2019 British National Party leadership election
| Candidate | Adam Walker | David Furness | Spoiled ballots |
| Popular vote | 308 | 161 | 7 |
| Percentage | 64.71% | 33.82% | 1.47% |
| Leader before election Adam Walker | Elected Leader Adam Walker |

= 2019 British National Party leadership election =

2019 BNP leadership election

The British National Party (BNP) leadership election of 2019 took place in July 2019 to elect the leader of the BNP. Four years had passed since the previous election in 2015, and the party constitution required a leadership election to be held quadrennially. Incumbent BNP leader Adam Walker was first elected in 2015 after previously serving as Acting Leader and Deputy Leader, and he stood for re-election. His sole opponent was BNP press officer, national spokesman, and London mayoral candidate David Furness. He announced his leadership campaign on his YouTube channel and received endorsements from several notable party members.

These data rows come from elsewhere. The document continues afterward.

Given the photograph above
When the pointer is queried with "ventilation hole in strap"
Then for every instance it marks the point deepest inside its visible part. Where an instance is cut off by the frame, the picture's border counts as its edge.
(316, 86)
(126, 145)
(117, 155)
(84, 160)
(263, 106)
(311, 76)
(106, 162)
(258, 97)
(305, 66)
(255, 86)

Walker was re-elected by a margin of 147 votes, and a margin of victory of 30.88%. The runner-up David Furness received 161 votes, or 33.82% of the total vote. There were 7 spoiled ballots (equal to 1.47% of the vote). Turnout was 40% of eligible voters, an increase from 2015, although the total turnout had decreased. The returning officer David O’Loughlin announced the results at an unnamed venue in North West London on Monday 29th July 2019, starting at 2pm and concluding later that day. The results were added onto the BNP website on July 31. Furness' name has since been removed across the BNP website, and he later joined the British Democratic Party.

== Candidates ==
All candidates were required to produce a 500 word write up and a 5-minute video election address, both to be published on the BNP website. They were also required to attend a series of husting events for voting members in order to appear on the ballot. Two candidates were confirmed:
- Adam Walker, BNP leader since 2015, previously served as Acting Leader and Deputy Leader
- David Furness, BNP press officer, national spokesman, and 2016 London mayoral candidate

== Results ==
The share of the vote was split 33.82% to Furness and 64.71% to Walker. There were 7 spoiled ballot papers.

British National Party leadership election, 2019
| Candidate |  | Votes | % |
|  | Adam Walker | 308 | 64.71% |
|  | David Furness | 161 | 33.82% |
|  | Spoiled ballots | 7 | 1.47% |

== Future ==
During Walker's second term as chairman, the BNP has experienced a collapse in its membership, as a large number of nationalist activists once affiliated with the party have begun coalescing around the British Democrats. The BNP has also been essentially inactive since 2019, and have not put forward a single candidate in any elections since 2019, with the only evidence of any activity whatsoever being the occasional post on its website or Twitter account. The primary source of the party's income has come in the form of money from wills left by ex-supporters. Although the party constitution required for a leadership election to occur in July 2023, no candidates appeared to have stood forward, or at least none reached the eight endorsements required from voting members in order to launch a candidacy, so Walker was presumably re-elected by default.